Here's a cute one for ya Michele  :Smile:

----------


## mainbutter

great pic serpents den!!

+1 on checking out viperkeeper on youtube, he's got tons of uploads and a huge collection.  I check out his stuff whenever I need a 'cobra' fix.

----------


## BPelizabeth

> Here's a cute one for ya Michele


Wow that is an AMAZING picture....that soooooooooooooooooooooooooooo needs to be a poster!!

----------


## bsash

> Wow that is an AMAZING picture....that soooooooooooooooooooooooooooo needs to be a poster!!


I have to agree with that!
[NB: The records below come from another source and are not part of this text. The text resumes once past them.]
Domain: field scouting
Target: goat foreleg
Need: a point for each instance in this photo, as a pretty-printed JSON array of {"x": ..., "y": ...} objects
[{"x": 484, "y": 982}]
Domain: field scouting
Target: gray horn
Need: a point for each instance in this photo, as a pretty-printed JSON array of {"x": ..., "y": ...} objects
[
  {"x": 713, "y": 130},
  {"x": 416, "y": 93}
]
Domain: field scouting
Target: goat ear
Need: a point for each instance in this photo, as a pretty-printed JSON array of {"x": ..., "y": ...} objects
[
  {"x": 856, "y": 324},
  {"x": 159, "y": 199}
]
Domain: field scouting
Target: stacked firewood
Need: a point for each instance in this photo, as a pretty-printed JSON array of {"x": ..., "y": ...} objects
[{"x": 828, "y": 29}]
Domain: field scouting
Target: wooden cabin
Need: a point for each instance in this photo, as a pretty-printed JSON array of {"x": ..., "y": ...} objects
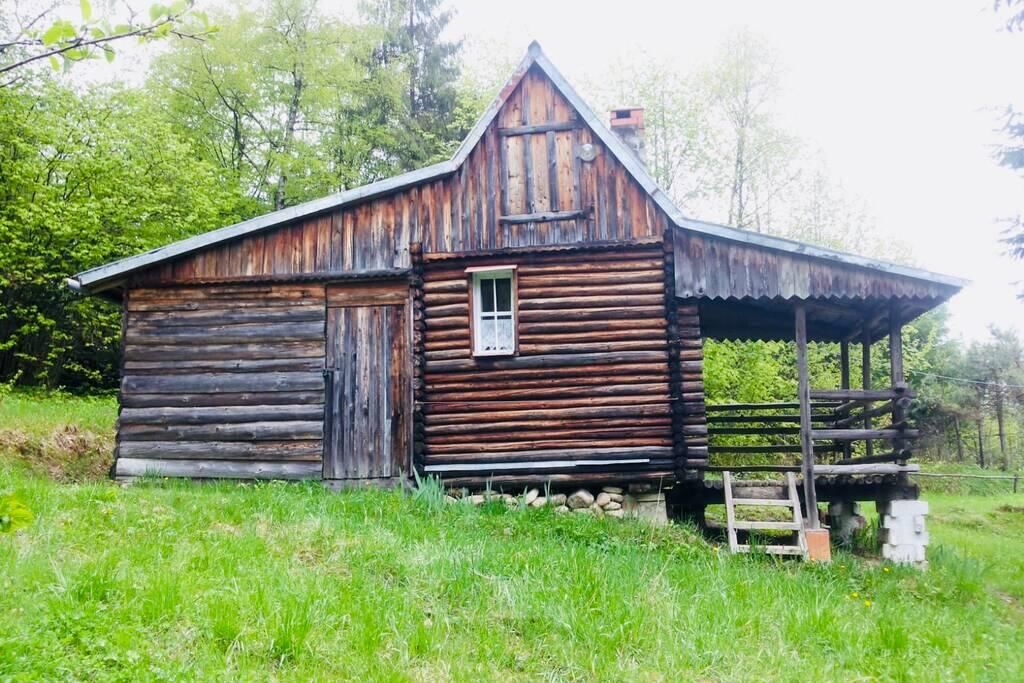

That is a great picture.

----------


## anatess

That's an awesome cobra pic?  Is it copyrighted?  I was thinking of printing it and putting it in my son's room.  He'll get a kick out of that!

----------


## Serpents_Den

Thanks for the compliments!




> That's an awesome cobra pic?  Is it copyrighted?  I was thinking of printing it and putting it in my son's room.  He'll get a kick out of that!



You're welcome to print my photo.

----------


## anthonym

> That's an awesome cobra pic?  Is it copyrighted?  I was thinking of printing it and putting it in my son's room.  He'll get a kick out of that!


Since when can you not print out a copyrighted picture to hang up in your own home? haha

----------


## anatess

> Since when can you not print out a copyrighted picture to hang up in your own home? haha


Good point.  lol.

Thanks!  I'm printing this tomorrow!  Blown up to 11 x 17 poster size!

----------


## BPelizabeth

Its always nice to ask!! :Wink:

----------


## MattU

Nice, that's a wicked cobra pic

----------


## Serpents_Den



----------


## JeffD

This is a copperhead I rescued from a residence the other week

----------


## BPelizabeth

awesome guys...I love it!!  Thanks for sharing!!

----------